第30章(第2/3页)

又是急又是缓,从未如此磨人过,玉生皱着眉,抬手掩住了自己的眼睛,也欲掩住那呼吸,“天……快亮了……你还不快些……”

    李束纯却在此时含笑看了他一眼,亲吻是早已习以为常的,早已有过不知多少次的,李束纯却看着他一身粉白的皮肉,心头剧烈地跳动,有一股莫名的心喜难以抑制,于是,他就那样看了玉生一眼,低身亲过那出,甫一张口,那蔫蔫儿的东西就滑了进去——

    “哼——”玉生弓身发出一记泣音,推距着,震惊地看着李束纯。

    李束纯那一双眼里依然带着笑,又添了探究的目光,此时此刻,他们两人都该震惊,他这样的身份,他这样的人,也会做这样的事,当初他用来折辱玉生的,如今却也成了他愿意做的,并甘之如饴的。玉生看着矮身的人,目光渐渐放空,额间的汗出得更多,半晌过去,李束纯张开口,有些恼地看着那东西,怒火却不是朝向玉生,而是对周信年:“周信年实在不中用,喝了这么多药,身体还没调理好。”说着,又心疼地吻了吻,抱着玉生睡去。

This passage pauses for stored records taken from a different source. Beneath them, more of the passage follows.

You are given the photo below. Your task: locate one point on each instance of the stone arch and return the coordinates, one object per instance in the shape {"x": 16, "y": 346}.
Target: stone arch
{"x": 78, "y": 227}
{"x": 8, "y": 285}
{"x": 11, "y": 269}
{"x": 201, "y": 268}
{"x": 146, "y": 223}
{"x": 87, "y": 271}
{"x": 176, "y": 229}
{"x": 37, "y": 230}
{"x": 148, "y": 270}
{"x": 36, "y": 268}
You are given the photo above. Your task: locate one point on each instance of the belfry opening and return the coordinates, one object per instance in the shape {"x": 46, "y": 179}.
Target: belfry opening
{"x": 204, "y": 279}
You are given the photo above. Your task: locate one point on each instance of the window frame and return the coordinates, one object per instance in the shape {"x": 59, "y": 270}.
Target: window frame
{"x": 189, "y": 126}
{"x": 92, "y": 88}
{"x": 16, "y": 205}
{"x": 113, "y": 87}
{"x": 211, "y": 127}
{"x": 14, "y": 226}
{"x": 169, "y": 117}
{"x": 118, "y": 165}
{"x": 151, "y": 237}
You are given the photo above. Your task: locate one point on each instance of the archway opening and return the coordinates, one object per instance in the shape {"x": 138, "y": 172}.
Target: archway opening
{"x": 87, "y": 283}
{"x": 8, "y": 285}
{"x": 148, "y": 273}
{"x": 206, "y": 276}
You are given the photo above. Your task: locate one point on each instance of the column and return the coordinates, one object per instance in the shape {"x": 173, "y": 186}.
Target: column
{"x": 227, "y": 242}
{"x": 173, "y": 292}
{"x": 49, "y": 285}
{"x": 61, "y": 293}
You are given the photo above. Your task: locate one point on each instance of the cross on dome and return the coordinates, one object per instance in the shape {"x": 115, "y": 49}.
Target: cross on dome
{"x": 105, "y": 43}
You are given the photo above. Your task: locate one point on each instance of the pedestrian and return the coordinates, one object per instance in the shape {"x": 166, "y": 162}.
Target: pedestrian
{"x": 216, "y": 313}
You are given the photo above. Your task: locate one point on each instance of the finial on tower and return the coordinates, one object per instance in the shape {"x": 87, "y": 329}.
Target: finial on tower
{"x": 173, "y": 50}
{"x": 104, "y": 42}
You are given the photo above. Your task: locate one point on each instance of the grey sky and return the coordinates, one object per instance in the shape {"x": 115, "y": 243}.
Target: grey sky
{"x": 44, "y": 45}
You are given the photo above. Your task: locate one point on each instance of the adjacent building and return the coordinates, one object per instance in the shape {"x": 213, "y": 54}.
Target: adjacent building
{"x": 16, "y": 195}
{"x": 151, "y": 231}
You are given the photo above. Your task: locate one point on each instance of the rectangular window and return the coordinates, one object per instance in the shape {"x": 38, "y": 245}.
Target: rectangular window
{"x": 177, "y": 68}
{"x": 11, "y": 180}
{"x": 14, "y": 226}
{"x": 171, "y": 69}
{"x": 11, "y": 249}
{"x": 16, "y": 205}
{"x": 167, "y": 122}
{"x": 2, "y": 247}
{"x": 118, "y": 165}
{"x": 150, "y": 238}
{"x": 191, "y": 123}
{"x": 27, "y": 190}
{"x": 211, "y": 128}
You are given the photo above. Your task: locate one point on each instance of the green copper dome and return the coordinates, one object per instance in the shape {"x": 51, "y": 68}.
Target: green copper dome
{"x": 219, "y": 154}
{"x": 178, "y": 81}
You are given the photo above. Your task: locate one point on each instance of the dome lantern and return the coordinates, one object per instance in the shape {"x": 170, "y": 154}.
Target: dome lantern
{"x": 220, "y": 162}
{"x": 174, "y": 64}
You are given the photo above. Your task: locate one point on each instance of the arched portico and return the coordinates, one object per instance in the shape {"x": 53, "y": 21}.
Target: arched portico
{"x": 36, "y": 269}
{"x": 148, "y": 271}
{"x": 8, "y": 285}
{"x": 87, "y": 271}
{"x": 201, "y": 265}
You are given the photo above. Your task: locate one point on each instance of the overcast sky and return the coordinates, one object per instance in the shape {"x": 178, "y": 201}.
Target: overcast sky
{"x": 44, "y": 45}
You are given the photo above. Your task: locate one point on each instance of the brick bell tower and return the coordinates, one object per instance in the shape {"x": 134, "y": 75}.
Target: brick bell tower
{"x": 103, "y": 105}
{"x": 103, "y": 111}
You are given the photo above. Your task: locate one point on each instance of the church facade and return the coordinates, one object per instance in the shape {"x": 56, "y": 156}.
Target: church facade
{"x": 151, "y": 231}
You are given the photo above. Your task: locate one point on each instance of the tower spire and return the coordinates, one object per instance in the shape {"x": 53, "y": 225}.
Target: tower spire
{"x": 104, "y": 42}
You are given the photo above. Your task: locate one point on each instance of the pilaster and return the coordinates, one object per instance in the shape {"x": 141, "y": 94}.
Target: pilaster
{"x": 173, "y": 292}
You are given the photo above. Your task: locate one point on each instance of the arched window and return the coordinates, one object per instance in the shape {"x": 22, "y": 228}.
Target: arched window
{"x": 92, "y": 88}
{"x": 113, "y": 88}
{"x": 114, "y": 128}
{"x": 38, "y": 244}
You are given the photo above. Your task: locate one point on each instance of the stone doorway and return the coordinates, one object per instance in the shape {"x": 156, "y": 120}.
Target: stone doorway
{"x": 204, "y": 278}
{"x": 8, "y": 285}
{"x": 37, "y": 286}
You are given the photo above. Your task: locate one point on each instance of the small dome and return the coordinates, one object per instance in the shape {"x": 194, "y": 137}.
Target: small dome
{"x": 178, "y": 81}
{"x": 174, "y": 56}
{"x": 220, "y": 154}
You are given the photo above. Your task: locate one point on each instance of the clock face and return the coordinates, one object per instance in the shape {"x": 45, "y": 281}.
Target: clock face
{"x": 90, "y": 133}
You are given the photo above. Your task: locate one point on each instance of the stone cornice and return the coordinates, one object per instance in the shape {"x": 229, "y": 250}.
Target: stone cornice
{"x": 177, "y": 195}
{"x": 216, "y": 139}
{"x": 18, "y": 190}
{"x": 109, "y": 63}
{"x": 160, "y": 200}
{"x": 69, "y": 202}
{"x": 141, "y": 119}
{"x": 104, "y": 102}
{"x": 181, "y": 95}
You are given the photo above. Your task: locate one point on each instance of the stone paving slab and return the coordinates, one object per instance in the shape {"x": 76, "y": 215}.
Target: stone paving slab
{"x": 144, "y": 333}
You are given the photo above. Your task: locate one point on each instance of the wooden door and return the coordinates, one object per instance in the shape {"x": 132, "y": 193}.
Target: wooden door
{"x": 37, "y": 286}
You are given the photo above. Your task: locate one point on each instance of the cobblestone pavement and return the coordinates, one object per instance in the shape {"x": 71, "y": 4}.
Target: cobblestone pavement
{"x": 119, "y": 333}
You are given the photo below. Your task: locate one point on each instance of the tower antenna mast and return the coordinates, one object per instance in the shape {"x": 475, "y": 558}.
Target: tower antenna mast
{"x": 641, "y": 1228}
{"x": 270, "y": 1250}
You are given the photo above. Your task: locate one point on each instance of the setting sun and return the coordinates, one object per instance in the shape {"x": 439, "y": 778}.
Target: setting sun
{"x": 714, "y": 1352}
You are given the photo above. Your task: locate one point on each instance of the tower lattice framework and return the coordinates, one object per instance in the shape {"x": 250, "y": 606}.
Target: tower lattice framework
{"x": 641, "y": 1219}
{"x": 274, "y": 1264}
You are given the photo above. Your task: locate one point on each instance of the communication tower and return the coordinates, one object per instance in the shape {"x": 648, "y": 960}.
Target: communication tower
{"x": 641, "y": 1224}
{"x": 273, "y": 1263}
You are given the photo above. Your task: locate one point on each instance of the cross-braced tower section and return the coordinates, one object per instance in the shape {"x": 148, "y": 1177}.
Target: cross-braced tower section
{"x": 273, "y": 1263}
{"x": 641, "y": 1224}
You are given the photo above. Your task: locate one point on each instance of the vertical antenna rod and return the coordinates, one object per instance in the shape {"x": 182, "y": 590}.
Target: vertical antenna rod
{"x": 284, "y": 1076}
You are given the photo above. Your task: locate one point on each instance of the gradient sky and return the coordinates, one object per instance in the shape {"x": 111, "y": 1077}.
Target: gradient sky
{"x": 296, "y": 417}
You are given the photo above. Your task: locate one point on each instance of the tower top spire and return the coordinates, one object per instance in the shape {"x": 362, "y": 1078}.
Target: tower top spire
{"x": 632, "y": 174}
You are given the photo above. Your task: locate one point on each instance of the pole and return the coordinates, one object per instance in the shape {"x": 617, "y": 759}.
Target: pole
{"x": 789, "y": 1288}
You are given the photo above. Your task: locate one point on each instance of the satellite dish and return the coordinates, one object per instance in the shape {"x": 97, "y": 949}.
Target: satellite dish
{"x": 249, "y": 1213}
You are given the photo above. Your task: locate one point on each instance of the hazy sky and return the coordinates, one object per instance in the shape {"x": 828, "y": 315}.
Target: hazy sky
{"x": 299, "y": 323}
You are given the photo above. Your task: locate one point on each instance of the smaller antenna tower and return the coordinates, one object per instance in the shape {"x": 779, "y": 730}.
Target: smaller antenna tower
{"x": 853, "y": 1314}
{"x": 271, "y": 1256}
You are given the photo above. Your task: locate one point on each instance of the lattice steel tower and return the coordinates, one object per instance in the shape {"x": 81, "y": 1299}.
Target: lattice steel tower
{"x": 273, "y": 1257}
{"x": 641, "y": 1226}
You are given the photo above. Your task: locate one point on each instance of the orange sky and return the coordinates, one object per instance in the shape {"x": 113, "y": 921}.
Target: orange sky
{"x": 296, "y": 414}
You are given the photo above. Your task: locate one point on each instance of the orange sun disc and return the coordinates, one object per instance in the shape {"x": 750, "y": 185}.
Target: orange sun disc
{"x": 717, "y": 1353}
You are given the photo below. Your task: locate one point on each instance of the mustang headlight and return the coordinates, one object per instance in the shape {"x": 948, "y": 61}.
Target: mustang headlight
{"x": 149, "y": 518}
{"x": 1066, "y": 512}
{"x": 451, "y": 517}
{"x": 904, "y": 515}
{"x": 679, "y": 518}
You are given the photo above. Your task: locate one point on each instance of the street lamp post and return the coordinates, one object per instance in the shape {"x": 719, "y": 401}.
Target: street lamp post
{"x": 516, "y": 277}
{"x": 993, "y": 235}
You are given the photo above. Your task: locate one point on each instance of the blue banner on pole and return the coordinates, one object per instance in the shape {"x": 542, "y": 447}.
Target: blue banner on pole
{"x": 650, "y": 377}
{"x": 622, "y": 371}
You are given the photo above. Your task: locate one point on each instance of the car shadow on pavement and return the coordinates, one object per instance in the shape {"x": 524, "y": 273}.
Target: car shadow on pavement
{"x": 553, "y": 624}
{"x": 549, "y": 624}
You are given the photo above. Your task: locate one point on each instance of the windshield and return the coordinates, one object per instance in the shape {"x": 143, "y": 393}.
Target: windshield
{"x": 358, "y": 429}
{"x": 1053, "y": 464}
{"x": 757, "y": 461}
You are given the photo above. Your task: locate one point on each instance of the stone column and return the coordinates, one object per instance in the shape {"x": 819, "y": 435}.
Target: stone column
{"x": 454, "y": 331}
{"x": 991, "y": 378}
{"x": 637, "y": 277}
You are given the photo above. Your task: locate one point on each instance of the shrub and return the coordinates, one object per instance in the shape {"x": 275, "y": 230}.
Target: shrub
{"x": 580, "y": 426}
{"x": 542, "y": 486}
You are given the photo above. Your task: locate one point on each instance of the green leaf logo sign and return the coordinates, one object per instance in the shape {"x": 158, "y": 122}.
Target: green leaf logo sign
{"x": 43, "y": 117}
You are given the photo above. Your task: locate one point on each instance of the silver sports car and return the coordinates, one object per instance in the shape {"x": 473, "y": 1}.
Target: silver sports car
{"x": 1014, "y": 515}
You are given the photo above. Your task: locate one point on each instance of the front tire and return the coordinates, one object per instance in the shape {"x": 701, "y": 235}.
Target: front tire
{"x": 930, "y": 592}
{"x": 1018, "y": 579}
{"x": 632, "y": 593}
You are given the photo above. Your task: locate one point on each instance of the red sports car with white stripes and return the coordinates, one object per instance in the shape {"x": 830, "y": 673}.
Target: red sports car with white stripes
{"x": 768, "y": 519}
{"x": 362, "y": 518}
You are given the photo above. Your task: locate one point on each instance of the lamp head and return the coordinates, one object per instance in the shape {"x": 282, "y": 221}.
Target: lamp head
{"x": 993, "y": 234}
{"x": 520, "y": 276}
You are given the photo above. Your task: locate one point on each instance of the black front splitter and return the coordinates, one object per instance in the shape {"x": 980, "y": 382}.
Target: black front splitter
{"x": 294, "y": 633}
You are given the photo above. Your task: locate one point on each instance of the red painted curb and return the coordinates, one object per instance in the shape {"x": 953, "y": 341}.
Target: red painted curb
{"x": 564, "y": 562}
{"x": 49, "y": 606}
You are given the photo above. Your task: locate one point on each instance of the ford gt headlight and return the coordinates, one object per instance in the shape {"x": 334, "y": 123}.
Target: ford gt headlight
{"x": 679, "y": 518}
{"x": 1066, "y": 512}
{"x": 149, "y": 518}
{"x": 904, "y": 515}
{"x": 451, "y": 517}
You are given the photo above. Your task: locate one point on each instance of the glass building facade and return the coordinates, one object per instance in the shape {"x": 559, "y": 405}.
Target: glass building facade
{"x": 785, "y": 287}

    玉生慢腾腾地翻了下身,背朝着李束纯,但紧挨着李束纯,李束纯便不管,手揽着,头放进了他的侧颈窝里,缱绻温柔地蹭蹭,这样接触间,恍惚间,早已天差地别,恍然隔世。

    玉生的眼中却压抑着几不可察的颤抖,他已一个略微有些怪异的姿势,如一只熟了的虾子,生硬地抵抗着某个点,后一步是李束纯,前一步是坚硬的墙壁,玉生一直保持着弓身的姿势,像是陷入了极为羞耻的困境,又像坠入了深渊,他咬着唇,许久后,才松泄地吐出一口气,与此同时,发出一阵极低,极哑的啜泣,他一惊——

    忙去注意后方动静,李束纯竟是已经睡熟,听到这动静,含糊着问了句:“怎么了?”

    玉生忙一躲一回身,也做出那睡熟的样子,缩在李束纯怀中睡了,他装得实在好,只听了呼吸看了模样,真真是毫无破绽了。

    李束纯一夜好眠,合上门,又朝管家吩咐道:“这几日不要让公子随意出门了,免得麻烦。”

    管家道:“若是公子问起……怎么交代?”

    李束纯道:“……他不会问的,他也没了那份心思,何必寻这份不痛快,且只是不要让他随便出去,你只说府中现在乱得很,毕竟,也确实在准备他的生辰礼呢。”说到这儿,他话语间又见轻见柔了不少。

    管家会意,又正巧手底下的人又来报,只说皇上的队伍应是已到了城外,是不是要去接。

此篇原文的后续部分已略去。